@GM46 - take a look at the following related thread :
I would recommend removing all of the SATA drives and then (using a single hard drive) test each SATA connector individually. In my case, only one of the SATA connectors was problematic (likely power related).
Also - note that the Argon support team is currently out on holiday, returning to the office on 20 February.
I will try your suggestion. What I did try is connecting the whole SATA board to a Linux Mint computer and also one running Twister OS using the USB3 jumper removed and keeping the power on the EON so that the drives had power, still the same issue. But as you said I will try each connector individually.
I want to ask if there is any Diagnostic app that runs in Bullseye or Linux that can stress test the connector using a GUI or in the Terminal.

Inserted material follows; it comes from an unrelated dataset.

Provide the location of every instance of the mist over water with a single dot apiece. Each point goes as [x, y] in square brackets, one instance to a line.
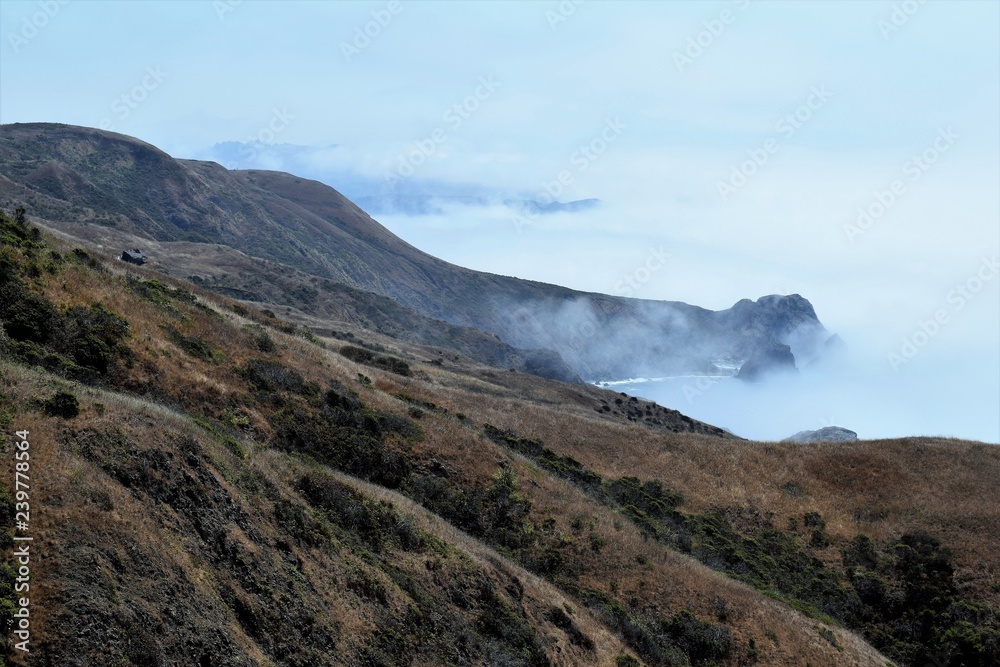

A Linux distribution agnostic method to stress test the SATA board would be to connect two individual hard drives, ensure that Smartmontools monitoring has been enabled, and then perform an rsync job (between the two drives) for a number of hours.
Also note that your Seagate 2.5 inch hard drive (and possibly your Seagte 3.5 inch drives) will likely need USB quirks applied (to disable UAS) : SAT-with-UAS-Linux – smartmontools
For Seagate 2.5 inch (and possibly 3.5 inch) hard drives, disabling UAS will likely be a compatibility requirement (because of the Argon EON’s USB to SATA interface).
Disabling UAS for Seagate 2.5 inch 5TB hard drives is definitely a stability requirement for Ubuntu version 21.10 (64bit).